En el nuevo orden de Europa, son los espías que nunca llegaron del frío, soldados de infantería en una red de guerrilla clandestina con una misión declarada: Luchar contra un enemigo que la mayoría de los europeos cree que ya no existe. El suyo es un cuento de cachés de armas secretas y nombres de código exóticos, de estratagemas militares y de intrigas políticas. En el mejor de los casos, su cuento no es más que una curiosa nota a pie de página sobre la guerra fría. La pregunta es si, en el peor de los casos, podría ser la clave del terrorismo sin resolver que se remonta a dos décadas.

El New York Times también revelaría:

El foco de la investigación es una operación clandestina llamada Gladio, creada hace décadas para armar y entrenar a los combatientes de la resistencia en caso de que la Unión Soviética y sus aliados del Pacto de Varsovia invadieran.

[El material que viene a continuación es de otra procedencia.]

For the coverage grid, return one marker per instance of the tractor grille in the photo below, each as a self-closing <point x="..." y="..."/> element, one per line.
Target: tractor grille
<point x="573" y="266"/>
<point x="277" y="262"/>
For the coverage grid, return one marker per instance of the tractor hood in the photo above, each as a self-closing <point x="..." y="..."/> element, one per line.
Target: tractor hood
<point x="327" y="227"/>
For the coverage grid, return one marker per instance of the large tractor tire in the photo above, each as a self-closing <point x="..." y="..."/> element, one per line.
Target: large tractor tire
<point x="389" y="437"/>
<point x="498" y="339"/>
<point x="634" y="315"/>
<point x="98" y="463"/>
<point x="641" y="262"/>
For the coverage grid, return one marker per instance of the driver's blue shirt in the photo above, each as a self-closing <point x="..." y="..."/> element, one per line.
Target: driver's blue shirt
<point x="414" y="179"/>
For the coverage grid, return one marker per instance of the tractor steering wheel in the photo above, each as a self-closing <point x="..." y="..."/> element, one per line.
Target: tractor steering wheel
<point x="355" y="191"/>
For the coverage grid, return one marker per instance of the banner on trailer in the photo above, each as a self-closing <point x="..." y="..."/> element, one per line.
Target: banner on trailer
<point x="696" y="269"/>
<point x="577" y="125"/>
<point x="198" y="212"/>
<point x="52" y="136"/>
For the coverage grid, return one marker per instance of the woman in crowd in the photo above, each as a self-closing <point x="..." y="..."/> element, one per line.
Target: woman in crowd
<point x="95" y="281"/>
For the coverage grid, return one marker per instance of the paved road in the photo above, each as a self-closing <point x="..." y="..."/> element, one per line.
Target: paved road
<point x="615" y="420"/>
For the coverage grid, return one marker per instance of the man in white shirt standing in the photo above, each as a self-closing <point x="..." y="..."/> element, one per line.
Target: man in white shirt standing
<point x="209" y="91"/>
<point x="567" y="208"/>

Durante toda esta semana, se han divulgado organizaciones similares en prácticamente todos los países de Europa Occidental, incluidos aquellos que no pertenecen a la Organización del Tratado del Atlántico Norte.

El New York Times también describiría cómo Gladio estaba acostumbrada a manipular la percepción pública, y usar el espectro del temor respecto al comunismo tras los ataques terroristas para obligar a las poblaciones a votar a los gobiernos del gusto de Washington y, esencialmente, culpar falsamente a los grupos opositores por la violencia que los EE.UU. y la OTAN estaban llevando a cabo con sus propias células terroristas.

La verdadera cuestión es si existen redes similares creadas y perpetuadas hoy por las agencias de inteligencia occidentales para llenar las filas de ejércitos mercenarios extranjeros en todas partes de Libia y Yemen, Siria y las fronteras de Irán, así como manipular e imponer temor a las poblaciones de los estados occidentales en casa.

Los espectaculares ataques terroristas como los de París, Bruselas y Berlín han demostrado ciertamente ser potentes eventos para influir en la opinión pública en cuanto al apoyo político de partidos y candidatos particulares, así como para fomentar el apoyo a las guerras en el extranjero contra las naciones “musulmanas“. También existe el hecho ineludible de que los mismos terroristas que Occidente representa como combatientes en su país están armados, financiados y respaldados directamente por Occidente en el extranjero o por los aliados más cercanos de Occidente en el Oriente Medio, Arabia Saudí y Qatar.

Si bien es tentador para la gente caer en el falso debate elaborado en esta recién formada “Guerra Fría“, las lecciones de la historia deben enseñarnos que no todo es lo que parece ser. Y cuando absolutamente todos los ataques terroristas son llevados a cabo por sospechosos profundamente íntimos con las agencias occidentales de seguridad y de inteligencia, tanto en casa como en las guerras auspiciadas por Occidente en el extranjero, la tentadora narrativa del “enfrentamiento entre civilizaciones” debería ser reemplazada por la perspectiva del glorioso regreso de Gladio al cálculo político occidental.

Además, la próxima vez que se les diga a las agencias que “dejen de mirar” a un sospechoso, tal vez sería mejor mirarlos dos veces más de cerca, así como a aquellos que les dicen que “dejen de mirar“.

Tony Cartalucci, investigador y escritor geopolítico con sede en Bangkok, especialmente para la revista en línea “New Eastern Outlook“.